Fla. suspects up to 8 involved in couple’s slaying
Cameras set up for child care saw chilling break-in
PENSACOLA, Fla. - Byrd and Melanie Billings had a growing brood of adopted children with autism, Down syndrome, and other disabilities, and took care to make their nine-bedroom house a safe place for them, wiring it with surveillance cameras in every room.
It was those cameras that captured images of the masked men who shot the wealthy couple to death in a break-in executed with chilling precision.
Authorities made three arrests over the weekend, but the mystery around town only deepened yesterday, when Sheriff David Morgan said that as many as eight people in all may have been involved and that the crime appeared to have “numerous motives,’’ though robbery was the only one he would mention.
“Mr. Billings was well-to-do. He was an entrepreneur and he opened his home to the community. You are asking me to speculate on a motive.
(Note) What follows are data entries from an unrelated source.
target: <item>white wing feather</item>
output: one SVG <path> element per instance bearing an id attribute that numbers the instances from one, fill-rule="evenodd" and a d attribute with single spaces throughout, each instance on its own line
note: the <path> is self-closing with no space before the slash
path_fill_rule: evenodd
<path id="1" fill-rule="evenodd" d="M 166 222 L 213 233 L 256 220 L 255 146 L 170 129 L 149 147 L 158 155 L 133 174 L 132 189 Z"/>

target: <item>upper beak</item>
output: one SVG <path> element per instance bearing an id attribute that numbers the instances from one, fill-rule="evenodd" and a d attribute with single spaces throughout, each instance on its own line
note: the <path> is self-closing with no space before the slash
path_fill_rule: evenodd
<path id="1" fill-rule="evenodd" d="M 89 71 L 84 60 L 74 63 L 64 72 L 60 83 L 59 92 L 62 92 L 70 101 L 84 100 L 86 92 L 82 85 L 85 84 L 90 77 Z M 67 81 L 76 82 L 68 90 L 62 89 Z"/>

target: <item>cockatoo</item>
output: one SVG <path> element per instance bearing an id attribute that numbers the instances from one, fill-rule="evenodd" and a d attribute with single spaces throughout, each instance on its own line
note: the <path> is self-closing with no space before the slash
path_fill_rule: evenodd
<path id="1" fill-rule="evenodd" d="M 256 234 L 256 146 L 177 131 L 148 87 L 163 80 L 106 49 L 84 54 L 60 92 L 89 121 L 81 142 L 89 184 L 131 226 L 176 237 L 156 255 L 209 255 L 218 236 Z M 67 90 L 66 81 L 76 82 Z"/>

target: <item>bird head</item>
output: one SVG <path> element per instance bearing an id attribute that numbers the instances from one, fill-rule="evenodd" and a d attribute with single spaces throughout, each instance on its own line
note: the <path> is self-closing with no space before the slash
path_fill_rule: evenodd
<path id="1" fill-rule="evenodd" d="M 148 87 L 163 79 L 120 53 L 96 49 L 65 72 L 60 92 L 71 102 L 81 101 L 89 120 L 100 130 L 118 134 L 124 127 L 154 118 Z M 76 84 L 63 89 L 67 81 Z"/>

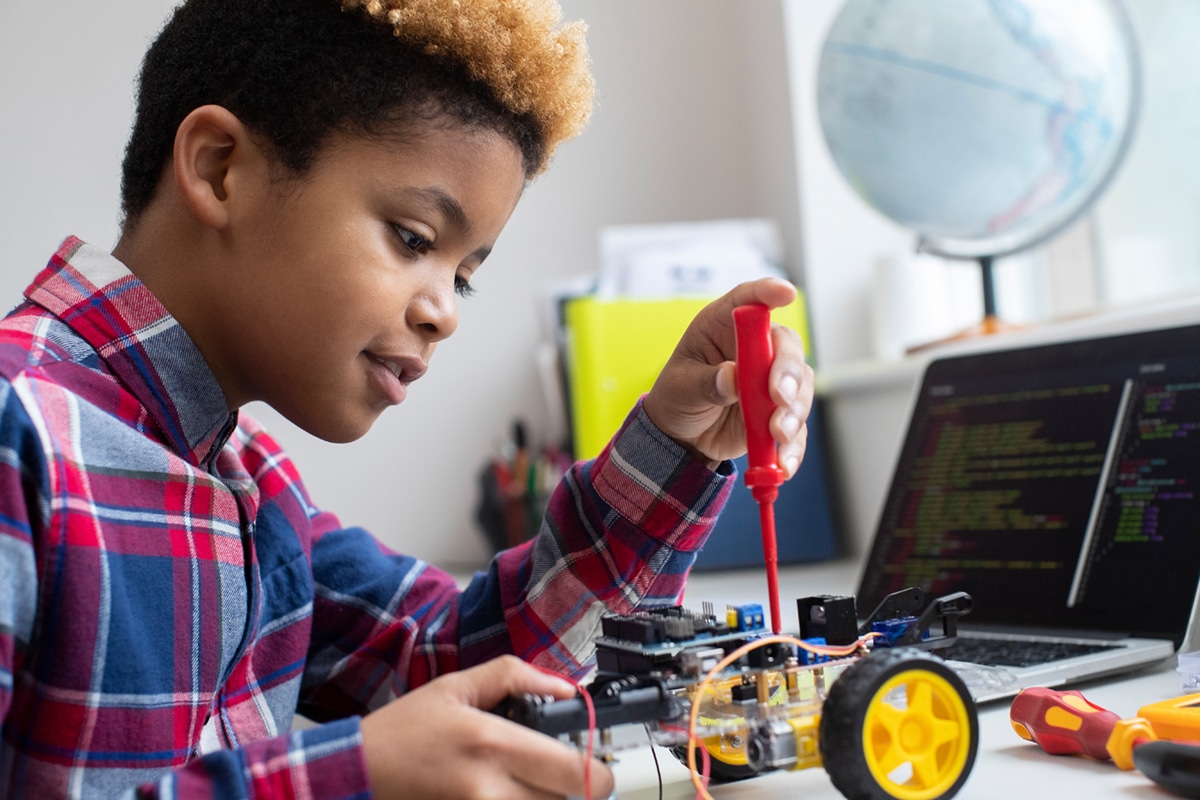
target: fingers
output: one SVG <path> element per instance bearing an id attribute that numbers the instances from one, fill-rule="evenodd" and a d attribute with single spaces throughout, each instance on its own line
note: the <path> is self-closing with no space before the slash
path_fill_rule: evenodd
<path id="1" fill-rule="evenodd" d="M 562 796 L 565 789 L 571 796 L 582 798 L 588 795 L 590 777 L 590 796 L 607 798 L 612 794 L 616 778 L 606 764 L 595 758 L 589 759 L 586 753 L 557 739 L 522 728 L 515 722 L 508 724 L 516 730 L 508 732 L 509 736 L 503 744 L 506 763 L 511 774 L 523 784 L 556 796 Z"/>
<path id="2" fill-rule="evenodd" d="M 775 413 L 770 420 L 770 432 L 779 443 L 779 464 L 784 476 L 796 475 L 808 444 L 809 410 L 812 408 L 812 367 L 804 361 L 804 343 L 790 327 L 772 327 L 772 345 L 775 359 L 770 367 L 770 396 L 775 401 Z"/>
<path id="3" fill-rule="evenodd" d="M 559 699 L 575 697 L 575 686 L 569 681 L 516 656 L 492 658 L 478 667 L 450 673 L 443 680 L 452 684 L 463 702 L 485 711 L 517 694 L 548 694 Z"/>

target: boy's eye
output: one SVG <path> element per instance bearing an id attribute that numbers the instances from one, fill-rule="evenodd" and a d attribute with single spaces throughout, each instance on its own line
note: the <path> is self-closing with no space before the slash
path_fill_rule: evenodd
<path id="1" fill-rule="evenodd" d="M 401 225 L 392 227 L 396 229 L 396 235 L 400 236 L 400 241 L 403 242 L 404 247 L 414 253 L 425 255 L 433 249 L 433 242 L 421 234 L 409 230 L 408 228 L 402 228 Z"/>

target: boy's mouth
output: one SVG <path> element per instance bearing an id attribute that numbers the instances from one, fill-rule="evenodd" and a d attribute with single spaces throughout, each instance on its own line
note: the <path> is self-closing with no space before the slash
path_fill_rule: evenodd
<path id="1" fill-rule="evenodd" d="M 366 353 L 373 365 L 371 373 L 377 385 L 394 404 L 398 405 L 408 395 L 408 385 L 425 374 L 427 366 L 424 359 L 398 355 L 378 355 Z"/>
<path id="2" fill-rule="evenodd" d="M 384 356 L 367 353 L 367 357 L 382 363 L 402 384 L 410 384 L 428 369 L 422 359 L 410 356 Z"/>

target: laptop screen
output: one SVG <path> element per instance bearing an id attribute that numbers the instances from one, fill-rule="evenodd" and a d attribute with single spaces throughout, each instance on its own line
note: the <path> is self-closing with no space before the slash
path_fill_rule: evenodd
<path id="1" fill-rule="evenodd" d="M 964 624 L 1183 638 L 1200 578 L 1200 325 L 928 367 L 863 571 Z"/>

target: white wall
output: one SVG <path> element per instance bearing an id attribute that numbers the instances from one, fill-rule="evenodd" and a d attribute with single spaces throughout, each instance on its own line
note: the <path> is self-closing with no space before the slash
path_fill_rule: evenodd
<path id="1" fill-rule="evenodd" d="M 0 303 L 18 301 L 65 235 L 115 242 L 132 80 L 170 5 L 0 5 Z M 535 437 L 547 429 L 538 303 L 548 284 L 595 269 L 601 225 L 768 216 L 799 252 L 780 0 L 563 6 L 590 24 L 594 120 L 529 188 L 430 374 L 352 445 L 252 409 L 319 505 L 443 564 L 486 558 L 475 474 L 512 417 Z M 803 16 L 792 10 L 793 22 Z"/>

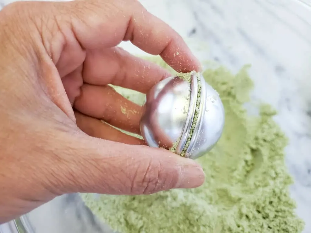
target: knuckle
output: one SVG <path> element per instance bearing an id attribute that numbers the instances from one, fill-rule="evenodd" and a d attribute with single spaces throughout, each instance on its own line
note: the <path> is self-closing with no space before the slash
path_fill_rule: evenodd
<path id="1" fill-rule="evenodd" d="M 163 167 L 161 162 L 156 159 L 151 159 L 141 162 L 131 192 L 134 194 L 150 194 L 173 187 L 173 177 L 175 174 L 174 172 L 167 172 Z"/>

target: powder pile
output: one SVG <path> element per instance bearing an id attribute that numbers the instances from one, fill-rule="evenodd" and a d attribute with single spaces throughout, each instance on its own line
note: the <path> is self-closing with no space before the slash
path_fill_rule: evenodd
<path id="1" fill-rule="evenodd" d="M 160 58 L 152 60 L 169 69 Z M 203 185 L 148 195 L 97 199 L 82 194 L 86 205 L 120 233 L 301 232 L 304 224 L 294 212 L 284 161 L 287 140 L 272 120 L 276 112 L 262 105 L 258 116 L 248 115 L 243 105 L 253 83 L 246 68 L 236 75 L 222 67 L 202 75 L 225 112 L 222 136 L 197 160 L 206 174 Z M 137 100 L 129 91 L 120 92 Z"/>

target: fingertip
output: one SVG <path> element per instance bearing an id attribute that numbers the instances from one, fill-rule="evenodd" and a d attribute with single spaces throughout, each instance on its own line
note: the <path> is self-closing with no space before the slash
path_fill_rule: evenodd
<path id="1" fill-rule="evenodd" d="M 165 156 L 169 161 L 164 160 L 162 166 L 169 165 L 172 166 L 171 173 L 174 174 L 173 170 L 177 173 L 176 176 L 171 175 L 173 179 L 175 177 L 176 180 L 173 180 L 171 183 L 172 186 L 170 188 L 193 188 L 200 186 L 204 183 L 205 174 L 200 164 L 193 159 L 182 157 L 167 150 L 166 152 Z"/>

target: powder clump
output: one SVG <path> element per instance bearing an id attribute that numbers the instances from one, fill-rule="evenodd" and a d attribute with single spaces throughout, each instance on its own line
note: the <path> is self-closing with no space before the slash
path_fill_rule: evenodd
<path id="1" fill-rule="evenodd" d="M 159 58 L 149 59 L 172 71 Z M 221 98 L 226 121 L 217 144 L 197 160 L 206 174 L 202 186 L 98 199 L 81 194 L 87 206 L 120 233 L 301 232 L 284 161 L 287 139 L 269 105 L 252 116 L 243 107 L 253 87 L 247 68 L 236 75 L 222 67 L 202 73 Z"/>

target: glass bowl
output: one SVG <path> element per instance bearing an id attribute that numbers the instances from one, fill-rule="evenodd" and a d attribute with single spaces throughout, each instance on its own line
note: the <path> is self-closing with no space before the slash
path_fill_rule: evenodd
<path id="1" fill-rule="evenodd" d="M 296 212 L 311 232 L 311 7 L 307 0 L 141 0 L 147 10 L 180 34 L 202 60 L 235 72 L 246 64 L 252 98 L 268 103 L 290 139 L 285 162 Z M 3 2 L 7 3 L 9 1 Z M 132 53 L 145 54 L 128 43 Z M 113 233 L 79 194 L 58 197 L 0 226 L 0 233 Z"/>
That could have been one reason,’’ Morgan said, likening the killings to the 1959 slayings of a Kansas farm family that were chronicled by Truman Capote in the book “In Cold Blood.’’
The video from Thursday showed three armed, masked men arriving in a red van, entering through the front of the house, and then returning to the vehicle. Others dressed in what the sheriff called “ninja garb’’ went in through an unlocked utility door in the back. They were in and out in under 10 minutes.
The sheriff would not say what, if anything, was stolen.
Some of the nine children in the house at the time were sleeping, but several others saw the break-in, authorities said. One left the house and went to get a neighbor, who called 911.
“I think you’ll find this particularly chilling and here’s why: We have a team that enters at the rear of the home and another that enters at the front of the home,’’ Morgan said. “It leads me to believe this was a very well-planned and methodical operation.’’
Morgan said, however, that there was no indication anyone had unlocked the door for the intruders. “I believe it was a matter of course in this community that they felt comfortable enough to leave the door unlocked,’’ he added. He also said he knew of no connection between the men under arrest and the Billings family.
The Billingses owned several local businesses, including a finance company and a used-car dealership. They lived in Beulah, a rural area west of Pensacola, near the Alabama line, in a house set deep in the woods. They had 16 children in all - 12 of them adopted.
In a 2005 story in the Pensacola News Journal, the couple said they wanted to share their wealth with children in need, but had not expected their family would grow so large.
“It just happened,’’ said Melanie Billings, who was 43 when she died. “I just wanted to give them a better life.’’
The surveillance system was installed to help the couple keep track of their children as they wandered through the large house and yard, said Susan Berry, principal of Escambia Westgate School in Pensacola, which some of the children attended.
Tips from the public led police to the van Saturday. Day laborer Wayne Coldiron, 41, turned himself in Sunday, and Leonard P. Gonzalez Jr., 35, was arrested the same day in a neighboring county. They were charged with murder and home invasion.
Authorities also jailed Gonzalez’s father on a charge of evidence tampering. Police said the 56-year-old tried to paint over and hide damage on the van.